A mio parere, come linea generale, sarebbe sciocco snobbare, che sia con piglio laicista o con postura cristiano-tradizionalista, la portata globale di una vita che Papa Francesco ha messo a disposizione della sua Chiesa e del mondo, dai credenti di altre religioni ai non credenti.
Ecco, in sintesi: lo stupore innanzi al senso di fragilità e la gratitudine per una vita donata sono le eredità che, sin dal giorno della sua morte, rimangono nella mia mente.
Arriverà – anzi, siamo già in quel momento – il tempo del pieno e legittimo diritto di inventario e contestazione storico, politico, religioso.
Nel frattempo, rivedo le immagini di quel discorso al mondo pronunciato nel mezzo della prima ondata della pandemia di COVID-19 in Italia, in una Piazza San Pietro vuota.

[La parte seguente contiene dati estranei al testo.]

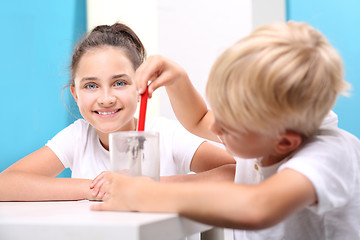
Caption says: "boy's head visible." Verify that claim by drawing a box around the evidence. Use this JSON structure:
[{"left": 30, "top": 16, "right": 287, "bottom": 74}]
[{"left": 206, "top": 22, "right": 348, "bottom": 137}]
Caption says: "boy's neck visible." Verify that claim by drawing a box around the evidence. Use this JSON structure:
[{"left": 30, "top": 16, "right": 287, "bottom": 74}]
[{"left": 260, "top": 152, "right": 291, "bottom": 167}]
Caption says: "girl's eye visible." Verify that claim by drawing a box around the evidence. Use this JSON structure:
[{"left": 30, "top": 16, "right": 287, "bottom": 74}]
[
  {"left": 84, "top": 83, "right": 96, "bottom": 89},
  {"left": 114, "top": 81, "right": 126, "bottom": 87}
]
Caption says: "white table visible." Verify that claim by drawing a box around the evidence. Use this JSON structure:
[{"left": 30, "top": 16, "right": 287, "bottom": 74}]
[{"left": 0, "top": 201, "right": 219, "bottom": 240}]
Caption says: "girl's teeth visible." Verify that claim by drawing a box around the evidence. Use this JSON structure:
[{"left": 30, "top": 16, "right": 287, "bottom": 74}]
[{"left": 99, "top": 110, "right": 116, "bottom": 115}]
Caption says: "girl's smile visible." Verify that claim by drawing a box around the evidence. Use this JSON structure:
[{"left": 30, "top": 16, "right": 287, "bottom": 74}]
[{"left": 71, "top": 46, "right": 138, "bottom": 142}]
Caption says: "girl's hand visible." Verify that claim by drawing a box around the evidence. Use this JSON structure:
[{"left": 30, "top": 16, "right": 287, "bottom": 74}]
[
  {"left": 91, "top": 172, "right": 155, "bottom": 211},
  {"left": 135, "top": 55, "right": 189, "bottom": 98},
  {"left": 90, "top": 171, "right": 111, "bottom": 200},
  {"left": 90, "top": 169, "right": 129, "bottom": 200}
]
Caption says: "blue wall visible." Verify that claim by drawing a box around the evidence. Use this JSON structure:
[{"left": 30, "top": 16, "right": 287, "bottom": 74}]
[
  {"left": 287, "top": 0, "right": 360, "bottom": 137},
  {"left": 0, "top": 0, "right": 86, "bottom": 176}
]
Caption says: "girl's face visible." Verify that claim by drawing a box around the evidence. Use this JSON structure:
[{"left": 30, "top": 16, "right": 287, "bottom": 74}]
[
  {"left": 71, "top": 46, "right": 138, "bottom": 135},
  {"left": 211, "top": 116, "right": 276, "bottom": 158}
]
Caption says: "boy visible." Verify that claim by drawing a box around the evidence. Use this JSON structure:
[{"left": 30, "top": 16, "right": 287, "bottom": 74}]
[{"left": 93, "top": 22, "right": 360, "bottom": 239}]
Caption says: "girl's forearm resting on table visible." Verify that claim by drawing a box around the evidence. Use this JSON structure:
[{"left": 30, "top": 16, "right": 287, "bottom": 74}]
[
  {"left": 0, "top": 172, "right": 91, "bottom": 201},
  {"left": 92, "top": 170, "right": 316, "bottom": 230}
]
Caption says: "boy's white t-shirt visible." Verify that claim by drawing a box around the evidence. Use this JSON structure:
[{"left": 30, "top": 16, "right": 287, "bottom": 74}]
[
  {"left": 234, "top": 112, "right": 360, "bottom": 240},
  {"left": 46, "top": 118, "right": 204, "bottom": 179}
]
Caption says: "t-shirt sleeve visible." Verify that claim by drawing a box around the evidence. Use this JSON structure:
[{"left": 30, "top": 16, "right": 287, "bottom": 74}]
[
  {"left": 46, "top": 120, "right": 83, "bottom": 169},
  {"left": 279, "top": 130, "right": 358, "bottom": 214},
  {"left": 172, "top": 119, "right": 205, "bottom": 173}
]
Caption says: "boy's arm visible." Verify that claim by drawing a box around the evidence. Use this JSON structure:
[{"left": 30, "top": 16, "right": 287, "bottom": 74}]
[
  {"left": 160, "top": 164, "right": 236, "bottom": 183},
  {"left": 0, "top": 147, "right": 95, "bottom": 201},
  {"left": 135, "top": 55, "right": 219, "bottom": 142},
  {"left": 92, "top": 169, "right": 317, "bottom": 229}
]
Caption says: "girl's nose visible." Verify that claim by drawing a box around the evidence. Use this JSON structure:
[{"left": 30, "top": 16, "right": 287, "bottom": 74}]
[
  {"left": 97, "top": 92, "right": 116, "bottom": 106},
  {"left": 209, "top": 123, "right": 222, "bottom": 136}
]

Ecco perché penso che Francesco non sia morto, ma sia vivo.
Per chi non ci crede: perché quel lascito non muore. Per chi ci crede: perché vive nella luce del Dio e del Vangelo in cui ha sempre creduto.
Ricordo, intanto, il coraggio di dire a quel mondo, come al nostro mondo: coraggio.
Nessuna, nessuno può salvarsi in solitudine. Grazie.